Skillbet—an online poker variant that claims the difference between its product and other online poker offerings is enough for it to be considered legal under the law—has announced a pullback in its marketing efforts and a planned shift toward a free-play social game as a way of reinvigorating its product.

Skillbet’s version of poker pits two players against each other while not actually playing each other; the competing players are given the same starting cards at parallel tables of computerized players, who also receive mirroring starting hands. Each player then competes against the array of computerized opponents, with the live player performing best being declared the winner.

The format, which echoes an earlier failed effort called Duplicate Poker, has been advertised on at least one prominent poker forum as being legal in 28 states. However, Skillbet has pulled out of at least three of those states—Florida, New Jersey and New York—in the past several weeks.
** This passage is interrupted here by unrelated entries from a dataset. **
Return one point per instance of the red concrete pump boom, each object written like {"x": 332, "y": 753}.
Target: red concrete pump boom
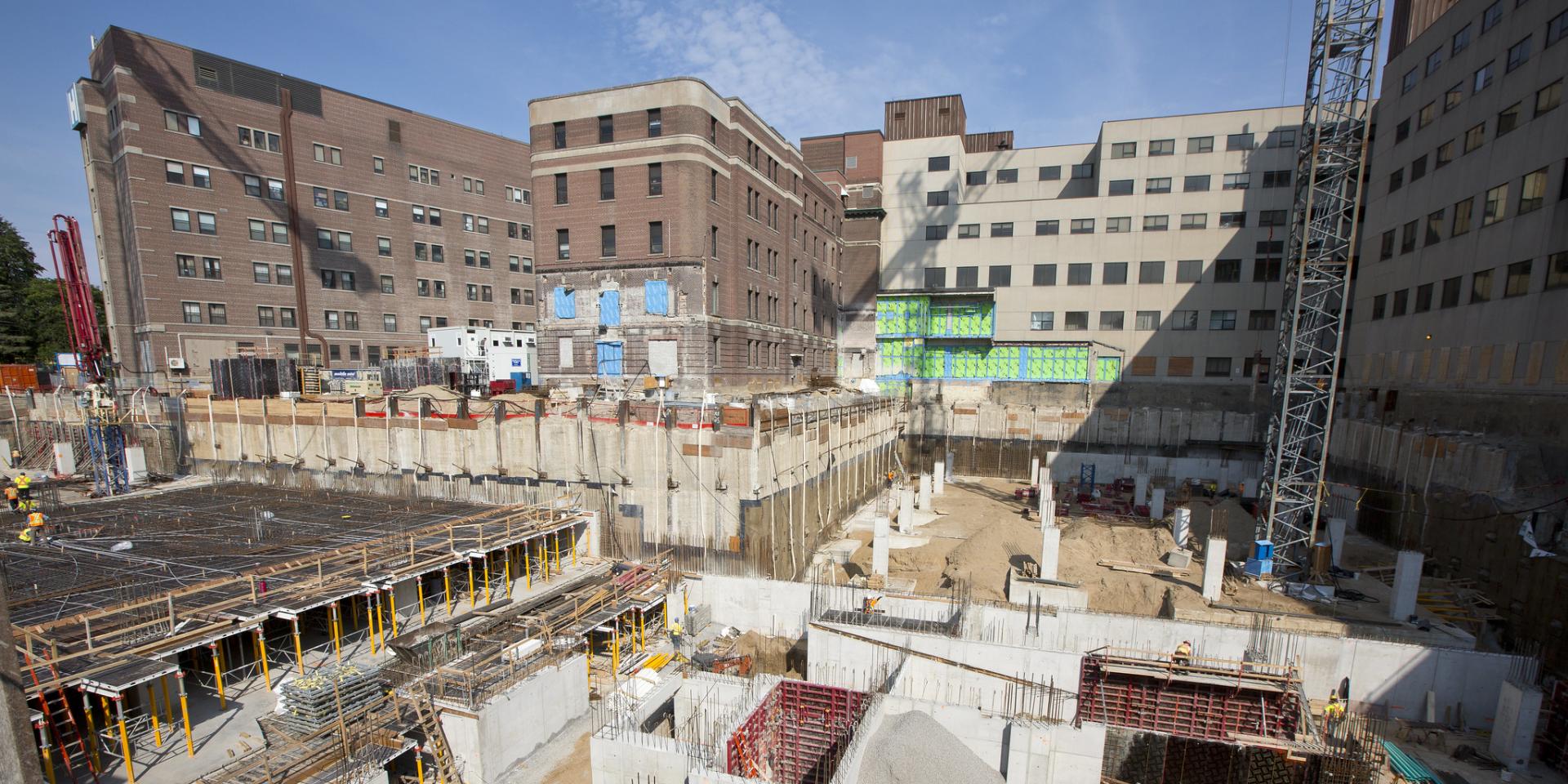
{"x": 76, "y": 298}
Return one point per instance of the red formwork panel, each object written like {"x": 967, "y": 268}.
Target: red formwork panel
{"x": 1186, "y": 706}
{"x": 797, "y": 733}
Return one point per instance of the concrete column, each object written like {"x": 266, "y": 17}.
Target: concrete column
{"x": 1513, "y": 729}
{"x": 880, "y": 545}
{"x": 65, "y": 460}
{"x": 1407, "y": 582}
{"x": 1181, "y": 526}
{"x": 1336, "y": 538}
{"x": 1049, "y": 550}
{"x": 137, "y": 465}
{"x": 1213, "y": 568}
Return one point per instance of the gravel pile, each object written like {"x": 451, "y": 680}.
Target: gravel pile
{"x": 915, "y": 748}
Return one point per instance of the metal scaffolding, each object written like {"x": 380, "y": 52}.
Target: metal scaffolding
{"x": 1330, "y": 168}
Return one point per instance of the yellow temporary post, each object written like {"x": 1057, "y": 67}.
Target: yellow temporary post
{"x": 216, "y": 671}
{"x": 124, "y": 739}
{"x": 337, "y": 632}
{"x": 185, "y": 714}
{"x": 261, "y": 654}
{"x": 42, "y": 746}
{"x": 153, "y": 710}
{"x": 298, "y": 645}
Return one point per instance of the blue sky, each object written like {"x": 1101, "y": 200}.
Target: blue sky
{"x": 1048, "y": 69}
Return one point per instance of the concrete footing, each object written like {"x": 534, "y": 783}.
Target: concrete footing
{"x": 1213, "y": 568}
{"x": 1407, "y": 584}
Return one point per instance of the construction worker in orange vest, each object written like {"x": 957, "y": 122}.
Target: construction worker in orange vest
{"x": 35, "y": 528}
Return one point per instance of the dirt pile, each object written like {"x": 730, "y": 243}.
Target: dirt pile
{"x": 915, "y": 748}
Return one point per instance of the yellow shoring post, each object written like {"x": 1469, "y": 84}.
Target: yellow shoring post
{"x": 153, "y": 710}
{"x": 261, "y": 654}
{"x": 42, "y": 748}
{"x": 298, "y": 645}
{"x": 124, "y": 739}
{"x": 336, "y": 621}
{"x": 216, "y": 671}
{"x": 185, "y": 714}
{"x": 93, "y": 739}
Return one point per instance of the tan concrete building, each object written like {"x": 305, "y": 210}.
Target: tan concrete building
{"x": 403, "y": 221}
{"x": 1463, "y": 276}
{"x": 687, "y": 240}
{"x": 1152, "y": 253}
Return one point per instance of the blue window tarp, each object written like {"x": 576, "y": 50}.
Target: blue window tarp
{"x": 656, "y": 295}
{"x": 608, "y": 358}
{"x": 610, "y": 308}
{"x": 565, "y": 303}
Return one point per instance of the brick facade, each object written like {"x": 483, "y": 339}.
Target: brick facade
{"x": 750, "y": 252}
{"x": 127, "y": 149}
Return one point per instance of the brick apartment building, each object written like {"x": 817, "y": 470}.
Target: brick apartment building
{"x": 403, "y": 221}
{"x": 853, "y": 162}
{"x": 690, "y": 242}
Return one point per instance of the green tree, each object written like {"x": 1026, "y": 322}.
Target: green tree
{"x": 18, "y": 272}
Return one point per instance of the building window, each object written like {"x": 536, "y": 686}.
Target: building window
{"x": 1496, "y": 206}
{"x": 1152, "y": 272}
{"x": 1518, "y": 281}
{"x": 1227, "y": 270}
{"x": 1532, "y": 192}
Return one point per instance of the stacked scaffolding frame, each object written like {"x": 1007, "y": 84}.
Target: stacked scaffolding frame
{"x": 1329, "y": 176}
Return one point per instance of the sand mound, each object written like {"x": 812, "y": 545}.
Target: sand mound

Recent forum postings by a Skillbet rep confirm that the company has ceased marketing efforts while working to develop a social-network game that merges the Skillbet concept with other social-gaming hooks that have proven effective elsewhere. In the words of Skillbet’s Renee Revel, posting at 2+2 , “We are going to spend the next 4-5 months developing (what we hope will be) an awesome social play-money game based on SkillBet (sort of a cross between SkillBet and Draw Something or Words with Friends).”

Revel also claimed that Skillbet has been unable to advertise effectively because of mainstream confusion and indecision over Skillbet’s legality, which in part is due to the purported illegality of more traditional forms of online poker within the US, itself a debatable position.

Skillbet has taken some flak on forums for its use of prop players, not for traditional prop-player purposes, but for the running prop-versus-prop matches with auto-folding throughout, thereby artificially inflating the site’s apparent traffic. The site’s actual traffic remains unknown, though the marketing pullback and shift in focus indicates site revenues below a sustainable level for the site’s original business plan.